We used LCA and TEA to understand how regional biophysical and socio-technical features influence the environmental and economic performance of BECCS. We evaluated both terrestrial BECCS (T-BECCS), which makes use of terrestrial crops, and aquatic BECCS (A-BECCS), which makes of marine macroalgae (“seaweed”). Our first analysis revealed that spatiality strongly influences the environmental performance of the various stages making up the A-BECCS life cycle. Results indicate that only the Gulf of Mexico region could offer appealing A-BECCS because of a confluence of suitable storage options and marine biomass hotspots. Our second study revealed that spatiality strongly influences the transport and storage (T&S) portions of the BECCS life cycle. Still, our results indicate that 40-65% of land area could deliver system-integration costs compatible with 2030 carbon prices. Results are strongly influenced by the cost of geologic sequestration, as several reservoirs offering large theoretical storage potential are characterized by exorbitant costs due to high depths and low permeabilities.
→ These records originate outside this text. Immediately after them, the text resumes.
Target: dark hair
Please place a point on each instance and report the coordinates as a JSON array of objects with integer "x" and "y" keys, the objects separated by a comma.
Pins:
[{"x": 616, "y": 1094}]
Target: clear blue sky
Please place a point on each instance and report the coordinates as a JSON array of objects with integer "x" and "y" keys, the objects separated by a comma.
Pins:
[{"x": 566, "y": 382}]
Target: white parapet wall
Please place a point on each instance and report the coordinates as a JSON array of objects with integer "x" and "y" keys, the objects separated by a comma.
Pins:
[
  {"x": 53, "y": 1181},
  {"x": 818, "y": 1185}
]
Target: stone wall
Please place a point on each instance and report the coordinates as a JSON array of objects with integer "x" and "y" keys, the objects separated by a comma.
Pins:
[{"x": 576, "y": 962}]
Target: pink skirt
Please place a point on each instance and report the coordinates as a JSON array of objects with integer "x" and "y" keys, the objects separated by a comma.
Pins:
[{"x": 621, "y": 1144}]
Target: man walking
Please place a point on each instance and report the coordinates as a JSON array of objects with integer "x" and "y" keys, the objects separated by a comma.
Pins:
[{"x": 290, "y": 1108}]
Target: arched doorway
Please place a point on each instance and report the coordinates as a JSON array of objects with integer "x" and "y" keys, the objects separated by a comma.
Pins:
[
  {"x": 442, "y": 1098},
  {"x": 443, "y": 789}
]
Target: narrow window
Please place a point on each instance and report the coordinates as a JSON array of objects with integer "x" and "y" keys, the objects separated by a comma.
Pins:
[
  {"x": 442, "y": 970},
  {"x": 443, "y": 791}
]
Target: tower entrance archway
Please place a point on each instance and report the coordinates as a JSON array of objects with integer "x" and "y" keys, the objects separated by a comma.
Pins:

Locations such as the Southeast present appealing BECCS readiness owing to high biomass productivity interspersed with well-explored sinks.
Our BECCS analysis also reveals that some locations with good proximity to high-quality geological storage sites are not appealing for BECCS deployment (e.g., the Southwest and West). Based on mapping, we noted that many of these locations also produce large excess quantities of renewable electricity during the daytime. We hypothesized that this surplus electricity could be utilized to power DAC. We therefore conducted a contextually-explicit TEA to estimate system costs and potential. We estimated that 0.68-4.30 Mt-CO2/year could be profitably sequestered via DAC (as powered by excess electricity) within the next two years using this concept. This amount could increase up to an average of 15 Mt-CO2/year during 2035-2050 based on our simulations of the US Mid-Century Strategy for Deep Decarbonization, which constitutes 10% of the US’ negative emissions budgets in the same period.
Finally, our analysis of the LCA literature showed us the need for a metric for comparison across dissimilar NETs. We therefore conducted a critical review on literature pertaining to normalized carbon metrics to document this need. Using case studies drawn from recent literature, we illustrate the value of a new metric, carbon return on investment (CROI), and showcase its utility and versatility in prioritizing CO2 as the primary goal for NETs. We also make key recommendations for LCA practitioners pertaining to how to calculate and interpret the CROI metric.
Across these analyses, the ranked-order contributions of this work include: (1) designing and showcasing how spatially-explicit LCA and TEA reveal interesting outcomes that would not otherwise be apparent, (2) demonstrating the role of complementary NETs in the US and how they could be deployed to serve synergistic benefits, and (3) addressing the need for transparent assessment of NET processes via critical accounting of CO2 emissions and removals.